Piano playing a part in fine-tuning rising star Auger-Aliassime
Striking the right note off court can help Felix Auger-Aliassime call the tune and become one of tennis' great entertainers.
That is what is being preached by Frederic Fontang, one of two coaches nurturing the talent of a teenage prodigy who has experienced a rapid rise this season.
Auger-Aliassime only turned 18 last August, but the Canadian has carried big expectations on his shoulders since becoming the youngest player to win a main-draw match on the ATP Challenger Tour aged only 14.
The Montreal native fuelled further hype when he was crowned US Open boys champion in 2016, before going on to win four Challenger titles.
Auger-Aliassime has soared to new heights this year, becoming the youngest ever Miami Open semi-finalist last week after marching into a first ATP Tour final in Rio back in February.
After climbing from outside the top 100 to 33rd in the space of six weeks, the gifted youngster is enjoying some hard-earned time off before starting his clay-court season.
Fontang - who shares coaching responsibilities with Guillaume Marx - believes some alternative fine-tuning is playing a key part in the development of a player who would have become an artist if his tennis career had not taken off.
"After what Felix achieved in Miami, it was great that he could have two weeks off before the Monte Carlo Masters," Fontang told Omnisport.
"He went back to Montreal and has time to recover, which is really important. He will of course do some work on his game and fitness training, but can also have time to relax.
"He likes to play the piano, so no doubt he will be doing that in his time off.

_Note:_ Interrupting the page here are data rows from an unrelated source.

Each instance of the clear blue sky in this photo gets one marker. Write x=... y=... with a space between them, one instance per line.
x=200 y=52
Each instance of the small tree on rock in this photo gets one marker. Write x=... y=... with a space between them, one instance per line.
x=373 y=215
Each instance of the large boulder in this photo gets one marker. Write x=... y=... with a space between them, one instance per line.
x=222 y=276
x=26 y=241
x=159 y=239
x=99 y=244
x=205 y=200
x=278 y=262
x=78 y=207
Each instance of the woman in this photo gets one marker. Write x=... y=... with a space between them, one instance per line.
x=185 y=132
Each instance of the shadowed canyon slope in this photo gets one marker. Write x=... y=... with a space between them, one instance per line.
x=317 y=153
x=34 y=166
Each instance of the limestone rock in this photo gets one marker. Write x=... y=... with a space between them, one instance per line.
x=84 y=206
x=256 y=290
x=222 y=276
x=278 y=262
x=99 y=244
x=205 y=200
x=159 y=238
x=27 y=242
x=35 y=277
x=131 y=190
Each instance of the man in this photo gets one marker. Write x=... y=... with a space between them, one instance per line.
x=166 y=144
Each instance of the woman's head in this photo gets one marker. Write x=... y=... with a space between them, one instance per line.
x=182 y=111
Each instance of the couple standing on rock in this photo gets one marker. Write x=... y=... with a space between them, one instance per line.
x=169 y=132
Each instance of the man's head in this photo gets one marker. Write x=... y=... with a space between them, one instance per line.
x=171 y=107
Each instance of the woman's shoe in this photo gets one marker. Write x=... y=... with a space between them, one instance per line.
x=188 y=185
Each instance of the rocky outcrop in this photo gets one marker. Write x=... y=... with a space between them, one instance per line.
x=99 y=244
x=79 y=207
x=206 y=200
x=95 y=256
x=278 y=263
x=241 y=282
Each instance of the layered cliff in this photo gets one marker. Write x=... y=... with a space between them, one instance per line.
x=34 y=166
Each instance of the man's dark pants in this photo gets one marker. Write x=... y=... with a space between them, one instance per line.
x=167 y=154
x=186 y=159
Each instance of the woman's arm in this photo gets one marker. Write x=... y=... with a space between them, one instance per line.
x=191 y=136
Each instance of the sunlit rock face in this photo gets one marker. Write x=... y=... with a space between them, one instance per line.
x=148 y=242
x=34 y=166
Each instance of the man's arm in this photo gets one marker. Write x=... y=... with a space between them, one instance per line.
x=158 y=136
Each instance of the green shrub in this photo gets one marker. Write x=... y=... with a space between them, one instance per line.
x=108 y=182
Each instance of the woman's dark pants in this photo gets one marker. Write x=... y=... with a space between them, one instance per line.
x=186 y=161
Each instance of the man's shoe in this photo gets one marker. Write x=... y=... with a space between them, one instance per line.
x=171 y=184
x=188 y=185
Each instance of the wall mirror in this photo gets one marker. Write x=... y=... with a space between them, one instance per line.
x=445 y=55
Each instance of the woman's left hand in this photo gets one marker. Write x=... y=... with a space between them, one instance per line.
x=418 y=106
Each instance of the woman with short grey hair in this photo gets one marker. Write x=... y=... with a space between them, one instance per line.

Sometimes when there is a piano when we are touring, he will play.
"He played at Indian Wells, because there was a piano in the lobby. His sister was playing as well, it is something he really enjoys. It is not really something I have known a player to do and I think it is great."
It may not be long before he is tickling the ivories to celebrate winning a first ATP Tour title, but Frenchman Fontang says it is important not to expect too much so early in his career.
Fontang, in his third season coaching Auger-Aliassime, added: "We are really focused on the development, everybody will be looking at his results and seeing when he is going to win but it's very important that we stay focused on the process.
"We know he has the firepower, is very athletic and is a good server, but we have to keep working on the precision and the transition to the net for him to improve on all surfaces. There will be no prediction on what he can achieve, it is all about the development of his game now."
Fontang was prepared to serve up a verdict on an exciting crop of Next Gen players that will be music to the ears of tennis fanatics.
He said: "When we see the spectacular game of players such as Felix, [Denis] Shapovalov, [Alexander] Zverev, [Stefanos] Tsitsipas etc, we can see there is a lot of quality young players and it is exciting. They have interesting personalities and athletic games, so it is very positive for tennis."